Qualcomm AI Runtime (QAIRT) Overview

Welcome to Qualcomm’s AI RunTime (aka “QAIRT”) documentation. QAIRT is a suite of tools that help you develop, run, and optimize AI models for Qualcomm-supported hardware.

There are several stages to go from having a trained AI model on your “host machine” to a runnable model on your “target device”. QAIRT helps prepare the proper files you will need on your target device.

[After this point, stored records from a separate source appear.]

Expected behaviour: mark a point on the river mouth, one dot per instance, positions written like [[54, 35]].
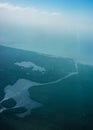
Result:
[[19, 93]]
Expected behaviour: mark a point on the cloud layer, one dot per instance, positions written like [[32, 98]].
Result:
[[35, 17]]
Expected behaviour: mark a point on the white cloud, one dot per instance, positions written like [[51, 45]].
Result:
[[35, 17]]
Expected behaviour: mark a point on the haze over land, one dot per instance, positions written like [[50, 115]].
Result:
[[65, 31]]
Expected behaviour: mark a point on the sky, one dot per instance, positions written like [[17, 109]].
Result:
[[56, 27]]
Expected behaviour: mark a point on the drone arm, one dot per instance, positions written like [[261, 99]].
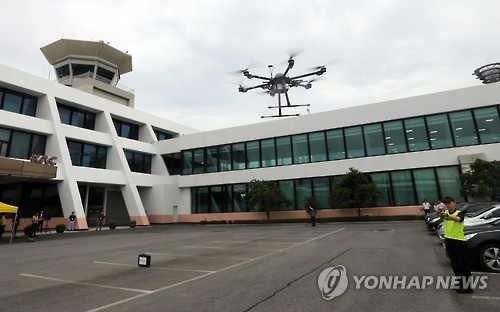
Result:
[[319, 72], [250, 76], [244, 89]]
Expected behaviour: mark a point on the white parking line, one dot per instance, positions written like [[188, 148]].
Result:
[[485, 297], [208, 274], [196, 256], [86, 284], [206, 247], [160, 268]]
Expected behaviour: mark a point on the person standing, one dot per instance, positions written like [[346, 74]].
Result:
[[2, 224], [455, 243], [426, 207], [312, 215], [34, 224], [100, 221], [72, 219], [40, 222]]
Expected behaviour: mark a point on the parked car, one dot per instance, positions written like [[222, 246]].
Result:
[[483, 242], [476, 213]]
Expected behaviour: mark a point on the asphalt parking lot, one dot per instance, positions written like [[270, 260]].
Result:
[[233, 268]]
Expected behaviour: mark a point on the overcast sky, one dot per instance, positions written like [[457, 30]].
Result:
[[183, 52]]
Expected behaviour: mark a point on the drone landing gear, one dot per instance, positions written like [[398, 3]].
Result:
[[279, 107]]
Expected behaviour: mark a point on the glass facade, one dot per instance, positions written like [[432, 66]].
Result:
[[454, 129], [398, 188], [76, 117], [21, 145], [138, 162], [87, 155], [126, 129], [18, 102]]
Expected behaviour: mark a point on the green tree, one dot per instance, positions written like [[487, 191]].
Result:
[[482, 179], [354, 190], [267, 194]]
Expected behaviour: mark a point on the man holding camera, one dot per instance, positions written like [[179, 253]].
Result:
[[455, 242]]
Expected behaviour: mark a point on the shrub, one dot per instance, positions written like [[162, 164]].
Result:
[[60, 228]]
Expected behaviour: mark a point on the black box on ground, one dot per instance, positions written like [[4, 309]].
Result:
[[144, 260]]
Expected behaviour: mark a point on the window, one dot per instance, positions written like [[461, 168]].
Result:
[[317, 145], [439, 131], [187, 162], [374, 139], [335, 142], [253, 154], [126, 130], [239, 157], [87, 155], [488, 124], [395, 137], [354, 142], [17, 102], [383, 182], [416, 134], [21, 145], [403, 188], [284, 151], [138, 162], [425, 184], [268, 150], [463, 128], [212, 158], [300, 149], [162, 135], [173, 162], [199, 160], [76, 117]]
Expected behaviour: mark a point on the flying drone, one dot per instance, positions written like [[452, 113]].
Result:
[[280, 84]]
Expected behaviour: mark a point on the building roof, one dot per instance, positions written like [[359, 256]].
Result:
[[63, 48]]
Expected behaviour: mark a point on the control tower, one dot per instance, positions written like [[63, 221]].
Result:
[[91, 66]]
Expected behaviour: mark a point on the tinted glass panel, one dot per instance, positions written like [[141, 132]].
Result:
[[300, 149], [335, 141], [239, 157], [321, 187], [374, 139], [354, 142], [29, 106], [488, 124], [425, 184], [317, 144], [12, 102], [284, 148], [416, 134], [268, 153], [449, 182], [212, 155], [187, 162], [199, 160], [463, 128], [225, 157], [394, 137], [383, 183], [253, 155], [403, 188], [20, 145], [439, 131]]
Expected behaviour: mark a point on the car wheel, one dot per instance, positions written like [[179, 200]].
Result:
[[489, 256]]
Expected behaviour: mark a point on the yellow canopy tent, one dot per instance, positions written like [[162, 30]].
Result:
[[5, 208]]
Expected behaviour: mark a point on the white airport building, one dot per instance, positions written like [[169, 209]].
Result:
[[78, 144]]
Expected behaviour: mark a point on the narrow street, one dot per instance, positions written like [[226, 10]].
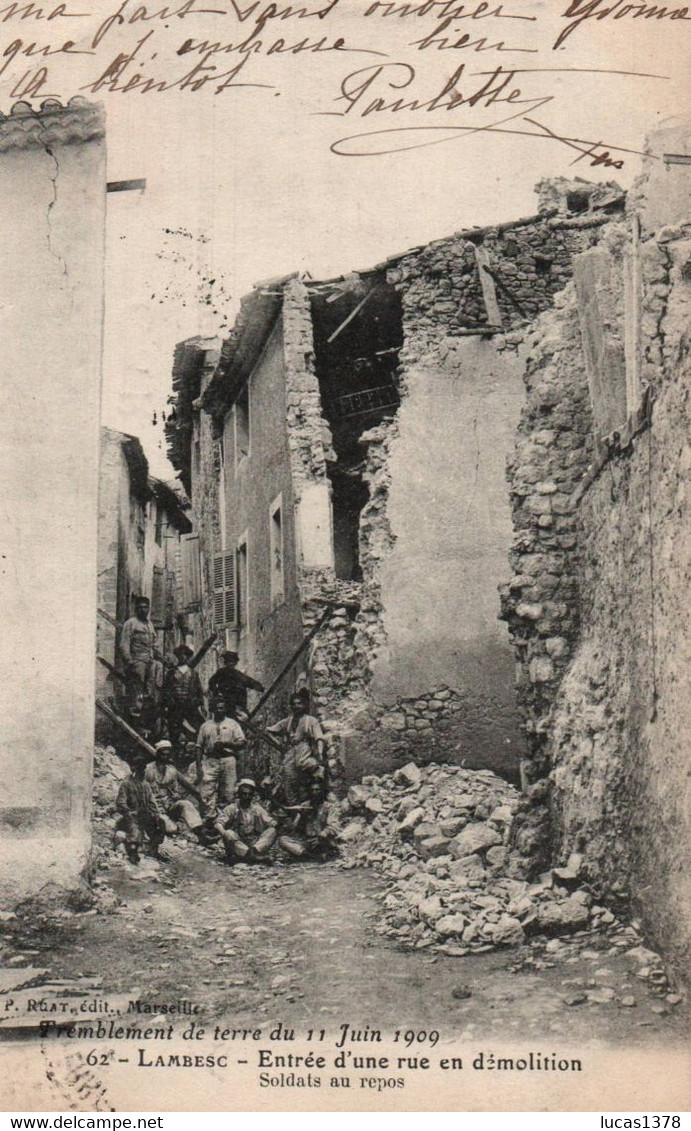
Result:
[[298, 944]]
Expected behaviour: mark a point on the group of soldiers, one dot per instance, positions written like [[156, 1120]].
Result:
[[206, 775]]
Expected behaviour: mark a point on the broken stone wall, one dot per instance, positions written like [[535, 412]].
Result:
[[121, 551], [205, 512], [52, 218], [415, 662], [605, 688]]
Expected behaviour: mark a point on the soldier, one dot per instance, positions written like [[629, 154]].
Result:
[[304, 759], [313, 834], [233, 684], [167, 785], [182, 698], [137, 646], [219, 743], [140, 817], [247, 829]]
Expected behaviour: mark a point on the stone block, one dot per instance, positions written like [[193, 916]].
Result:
[[411, 821], [449, 925], [475, 838], [433, 846], [541, 670], [408, 775]]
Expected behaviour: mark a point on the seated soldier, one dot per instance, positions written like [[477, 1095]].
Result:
[[245, 828], [139, 812], [313, 834], [166, 784]]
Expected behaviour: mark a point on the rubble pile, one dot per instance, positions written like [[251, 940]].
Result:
[[442, 835]]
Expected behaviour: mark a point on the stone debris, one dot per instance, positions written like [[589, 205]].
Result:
[[442, 835]]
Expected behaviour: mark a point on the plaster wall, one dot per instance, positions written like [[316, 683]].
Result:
[[250, 489], [52, 210], [450, 524]]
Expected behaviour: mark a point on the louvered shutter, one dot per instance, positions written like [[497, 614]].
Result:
[[225, 599], [190, 571], [158, 597], [170, 598]]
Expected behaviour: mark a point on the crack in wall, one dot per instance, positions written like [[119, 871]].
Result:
[[51, 205]]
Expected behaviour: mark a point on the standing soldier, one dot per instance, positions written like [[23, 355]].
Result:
[[245, 828], [137, 645], [219, 743], [304, 759], [182, 698], [233, 684], [139, 814]]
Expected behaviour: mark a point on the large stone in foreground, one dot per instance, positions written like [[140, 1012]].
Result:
[[562, 916], [474, 838], [450, 924]]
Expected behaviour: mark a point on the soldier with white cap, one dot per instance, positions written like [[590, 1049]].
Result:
[[166, 784], [248, 831]]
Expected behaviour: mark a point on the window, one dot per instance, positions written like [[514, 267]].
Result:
[[190, 571], [276, 552], [243, 586], [242, 424], [158, 526], [225, 598], [157, 613]]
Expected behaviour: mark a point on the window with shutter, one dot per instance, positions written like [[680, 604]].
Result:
[[170, 598], [158, 597], [190, 571], [225, 603]]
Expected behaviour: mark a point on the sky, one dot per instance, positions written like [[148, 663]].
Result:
[[243, 187]]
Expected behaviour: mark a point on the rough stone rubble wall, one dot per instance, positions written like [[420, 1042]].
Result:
[[206, 519], [598, 603], [442, 291]]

It also provides runtime interpretters for each backend and processor to turn model instructions into runnable code.

../_images/host_machine.png

How to Use QAIRT

There are two primary SDKs which automate large portions of the AI build pipeline:

  1. Qualcomm Snapdragon Neural Processing SDK (aka “SNPE”) is a simpler API and allows your model to execute using multiple processors. The tradeoff for that simplicity is that SNPE may have larger files and less granular control over how individual model operations are implemented.

  2. Qualcomm AI Engine Direct (aka “QNN”) for granular control over how each operation in your model works. This SDK builds models to work with specific processors.

  3. Generative AI Inference Extensions (GENIE) SDK. GENIE extends QNN specifically for generative AI use cases (Ex. LLMs).

With both of these SDKs, you will need to:

  1. Get an AI model (ex. downloading a TensorFlow model).

  2. Use CLI tools provided in the SDKs to convert the model into a format the target device runtimes can interpret.

  3. Write an app in C, C++, or Java using the chosen SDK’s API to execute your model.

  4. Transfer the built model, app executable, and QAIRT runtimes to the target device.

  5. Run your app to execute inferences on the target device (ex. passing images in to be classified by Inception V3).

  6. Benchmark and optimize your performance.

In order to use QAIRT, pick an SDK below and follow their tutorials to see the workflow in action:

  1. SNPE - For a simpler API which can run your model on multiple processors.

  2. QNN - For granular control over how your model is executed.

  3. GENIE (extends QNN) - For LLM or Generative AI use cases.

Additional Runtimes (aka “Delegates”)

QAIRT SDKs provide runtimes that allow model operations to execute on target device processors (ex. CPU, GPU, HTP, etc.). For most situations, the runtimes provided by those SDKs will be the right ones for your use case.

There are several additional runtimes which are either optimized for specific model frameworks (ex. TFLite Delegate) or made for specific hardware components.

If these apply to your use case, you may need to follow the additional steps documented within to have your model execute in the proper environment:

  1. TFLite Delegate - Specifically optimized for TFLite model files.